The analysis took the form of a mixed effects model using fixed effects fitted to all endpoints, to test the null hypothesis of no difference in change over time across groups against the alternative hypothesis of a difference between the two arms. An additional term in the model was fitted to account for the repeated measures pre- and post-intervention. “Participant” was declared a random effect. An unstructured covariance pattern between baseline and post-intervention was used. The Kenward and Roger’s method for correcting for the fixed effects, standard error bias by inflation of the variance and Satterthwaite’s adjustment to the degrees of freedom has also been applied to cater for the small sample size. Analyses of endpoints with non-normal variance for analysis have been transformed to the log10 scale for analysis. Results were back transformed for interpretation and represent geometric means.
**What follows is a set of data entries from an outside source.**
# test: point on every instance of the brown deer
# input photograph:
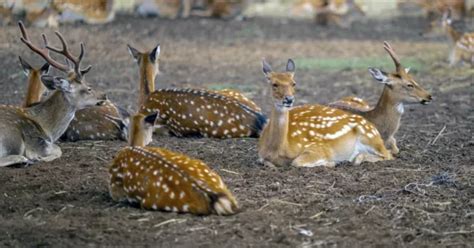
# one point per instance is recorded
(193, 112)
(159, 179)
(28, 134)
(399, 88)
(462, 43)
(313, 135)
(35, 88)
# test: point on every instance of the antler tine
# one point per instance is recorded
(392, 54)
(43, 52)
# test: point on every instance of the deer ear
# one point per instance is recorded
(56, 83)
(290, 66)
(155, 54)
(45, 69)
(267, 69)
(150, 119)
(86, 70)
(25, 66)
(378, 74)
(134, 52)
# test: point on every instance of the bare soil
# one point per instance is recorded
(423, 198)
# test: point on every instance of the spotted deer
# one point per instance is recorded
(28, 134)
(313, 135)
(35, 88)
(91, 12)
(462, 43)
(194, 112)
(160, 179)
(399, 88)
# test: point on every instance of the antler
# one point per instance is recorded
(394, 56)
(44, 52)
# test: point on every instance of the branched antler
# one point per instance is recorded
(44, 52)
(391, 52)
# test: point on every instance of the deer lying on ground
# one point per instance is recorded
(313, 135)
(399, 88)
(193, 112)
(159, 179)
(28, 134)
(35, 88)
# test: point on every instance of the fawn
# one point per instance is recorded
(159, 179)
(313, 135)
(28, 134)
(193, 112)
(399, 88)
(35, 88)
(462, 43)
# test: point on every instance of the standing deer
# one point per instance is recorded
(462, 43)
(28, 134)
(399, 88)
(313, 135)
(35, 88)
(159, 179)
(193, 112)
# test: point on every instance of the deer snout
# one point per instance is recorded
(102, 97)
(288, 101)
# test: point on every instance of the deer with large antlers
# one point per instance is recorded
(159, 179)
(399, 88)
(28, 134)
(193, 112)
(313, 135)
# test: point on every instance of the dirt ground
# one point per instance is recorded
(423, 198)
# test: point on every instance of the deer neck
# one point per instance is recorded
(277, 136)
(53, 115)
(35, 89)
(147, 82)
(386, 114)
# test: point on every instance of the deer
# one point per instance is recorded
(313, 135)
(195, 112)
(462, 43)
(35, 88)
(160, 179)
(27, 135)
(400, 88)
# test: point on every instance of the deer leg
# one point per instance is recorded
(392, 144)
(55, 152)
(315, 156)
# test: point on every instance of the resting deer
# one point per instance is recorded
(28, 134)
(159, 179)
(35, 88)
(191, 112)
(313, 135)
(399, 88)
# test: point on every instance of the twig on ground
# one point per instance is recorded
(177, 221)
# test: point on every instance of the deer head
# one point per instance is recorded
(74, 87)
(282, 84)
(149, 69)
(401, 84)
(141, 129)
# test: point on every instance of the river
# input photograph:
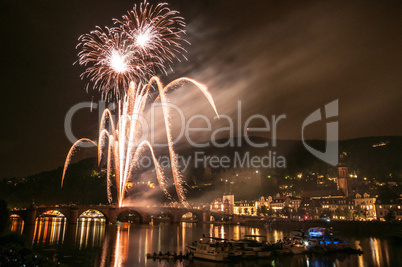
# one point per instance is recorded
(92, 242)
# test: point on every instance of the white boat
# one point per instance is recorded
(210, 249)
(294, 245)
(317, 232)
(252, 248)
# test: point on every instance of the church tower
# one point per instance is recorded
(343, 177)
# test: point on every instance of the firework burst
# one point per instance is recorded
(123, 143)
(144, 41)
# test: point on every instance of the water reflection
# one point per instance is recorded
(16, 224)
(49, 230)
(90, 232)
(100, 244)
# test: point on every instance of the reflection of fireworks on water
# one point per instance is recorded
(141, 43)
(122, 142)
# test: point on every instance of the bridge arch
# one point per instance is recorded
(189, 217)
(93, 214)
(130, 216)
(52, 213)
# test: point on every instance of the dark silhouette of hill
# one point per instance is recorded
(375, 158)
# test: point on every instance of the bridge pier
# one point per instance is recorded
(72, 218)
(205, 216)
(31, 215)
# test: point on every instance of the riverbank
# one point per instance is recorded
(359, 228)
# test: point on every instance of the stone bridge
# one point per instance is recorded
(111, 213)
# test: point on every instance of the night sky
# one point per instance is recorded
(277, 57)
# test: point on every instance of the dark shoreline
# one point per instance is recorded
(358, 228)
Cohens d was calculated as a measure of effect size with 0.2, 0.5, and 0.8 considered small, medium and large effects in the CT compared to the AC group.47

Covariate analysis

An additional analysis was undertaken to investigate the effects of the following covariates on all outcome measures: age, education, levodopa equivalency daily dose LEDD;48 years since diagnosis, and the amount of days between CT completion and FU assessment (days until FU) on each outcome. Only significant results are reported.

Data availability statement

The data that support the findings of this study are available from the corresponding author upon reasonable request.